Liège on Stage 1 is no different to this pattern, and Cancellara’s RadioShack-Nissan team ride tempo while various hopefuls launch themselves towards Seraing. Those trying to digest
their generous breakfasts in the crowd behind are delighted when things calm down a little sooner than is often the case and the break forms. Six riders, no famous names, no danger to those with
their eye on ultimate glory. After a few moments of jousting with the sextet a handful of yards in front of them, the peloton relents and they gather themselves for a few minutes,
Cancellara’s men ensuring it doesn’t get silly and jeopardise his yellow jersey.

This morning in the Team Sky bus, Sean Yates had laid out the day’s priorities:

No crashes.

Keep Brad safe.

Put a rider in the break.

Keep the race together in the final stages for Cav.

Lead out Cav.

Give Edvald Boasson Hagen free rein.

The first week of the Tour de France is a dangerous place to be.
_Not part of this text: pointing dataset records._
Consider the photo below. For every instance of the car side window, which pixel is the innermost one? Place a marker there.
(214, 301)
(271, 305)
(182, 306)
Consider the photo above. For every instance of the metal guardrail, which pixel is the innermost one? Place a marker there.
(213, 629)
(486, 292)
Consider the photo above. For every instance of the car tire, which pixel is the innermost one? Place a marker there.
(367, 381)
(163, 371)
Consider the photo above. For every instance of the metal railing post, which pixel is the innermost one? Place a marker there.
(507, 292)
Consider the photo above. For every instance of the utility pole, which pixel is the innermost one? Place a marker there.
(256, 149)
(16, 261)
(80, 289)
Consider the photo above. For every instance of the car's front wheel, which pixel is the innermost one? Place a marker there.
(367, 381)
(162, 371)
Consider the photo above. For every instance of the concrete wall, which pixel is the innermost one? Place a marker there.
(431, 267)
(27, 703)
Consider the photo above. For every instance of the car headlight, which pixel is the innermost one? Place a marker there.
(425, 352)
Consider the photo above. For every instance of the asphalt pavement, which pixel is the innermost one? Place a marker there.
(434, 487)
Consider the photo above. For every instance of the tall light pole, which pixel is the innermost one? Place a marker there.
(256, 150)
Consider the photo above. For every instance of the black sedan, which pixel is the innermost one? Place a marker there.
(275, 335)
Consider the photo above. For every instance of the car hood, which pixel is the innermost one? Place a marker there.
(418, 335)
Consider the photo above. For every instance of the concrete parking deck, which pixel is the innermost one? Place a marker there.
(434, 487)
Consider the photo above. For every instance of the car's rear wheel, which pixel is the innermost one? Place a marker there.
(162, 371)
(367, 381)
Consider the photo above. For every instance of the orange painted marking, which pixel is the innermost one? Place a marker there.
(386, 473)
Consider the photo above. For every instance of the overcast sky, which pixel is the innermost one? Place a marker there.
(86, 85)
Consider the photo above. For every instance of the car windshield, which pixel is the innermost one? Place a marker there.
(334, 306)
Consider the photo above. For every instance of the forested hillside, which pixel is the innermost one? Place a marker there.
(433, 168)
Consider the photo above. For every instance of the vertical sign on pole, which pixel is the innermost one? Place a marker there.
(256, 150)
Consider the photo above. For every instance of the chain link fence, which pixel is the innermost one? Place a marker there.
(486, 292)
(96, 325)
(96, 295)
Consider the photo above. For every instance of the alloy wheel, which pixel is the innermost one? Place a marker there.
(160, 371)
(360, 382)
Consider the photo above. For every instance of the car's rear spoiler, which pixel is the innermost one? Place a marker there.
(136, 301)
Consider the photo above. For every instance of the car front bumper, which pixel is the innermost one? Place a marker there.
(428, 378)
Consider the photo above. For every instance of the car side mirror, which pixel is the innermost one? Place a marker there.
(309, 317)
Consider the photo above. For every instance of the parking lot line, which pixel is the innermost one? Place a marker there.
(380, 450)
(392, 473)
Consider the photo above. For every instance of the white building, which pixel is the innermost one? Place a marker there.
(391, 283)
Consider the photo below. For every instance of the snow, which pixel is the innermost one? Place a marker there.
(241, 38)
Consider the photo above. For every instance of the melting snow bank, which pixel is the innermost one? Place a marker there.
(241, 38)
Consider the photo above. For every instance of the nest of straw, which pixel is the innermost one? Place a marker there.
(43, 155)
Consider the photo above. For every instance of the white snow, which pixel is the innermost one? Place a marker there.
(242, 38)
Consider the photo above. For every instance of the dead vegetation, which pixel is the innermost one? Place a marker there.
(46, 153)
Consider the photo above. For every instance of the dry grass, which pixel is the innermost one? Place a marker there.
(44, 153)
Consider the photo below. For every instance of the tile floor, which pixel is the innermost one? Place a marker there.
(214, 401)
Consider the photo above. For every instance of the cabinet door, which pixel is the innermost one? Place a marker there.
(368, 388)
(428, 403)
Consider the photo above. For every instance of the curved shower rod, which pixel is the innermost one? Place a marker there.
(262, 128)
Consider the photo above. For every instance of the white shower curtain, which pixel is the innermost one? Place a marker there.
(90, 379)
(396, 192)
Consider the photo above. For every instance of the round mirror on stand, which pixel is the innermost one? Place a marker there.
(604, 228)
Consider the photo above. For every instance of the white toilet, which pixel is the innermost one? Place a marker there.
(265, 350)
People fall off. Dreams are shattered. The best laid plans of mice and bike riders et cetera. When Wiggins hit the deck,
resplendent in his newly acquired GB Champion’s jersey twelve months ago, it was the death of a million hopes for British bike fans, not to mention the man himself, his team and his family.
Crashes happen, but there are things that can be done. It’s safer to ride near the front. It’s better to have your teammates around. And it’s good if it’s not raining.

If there’s a rider from Team Sky in the break, less work is required from his teammates to chase things down. It’s also an opportunity to win a stage if the move stays clear, or even
a chance to take yellow when time gaps are so narrow at this early stage in the overall competition.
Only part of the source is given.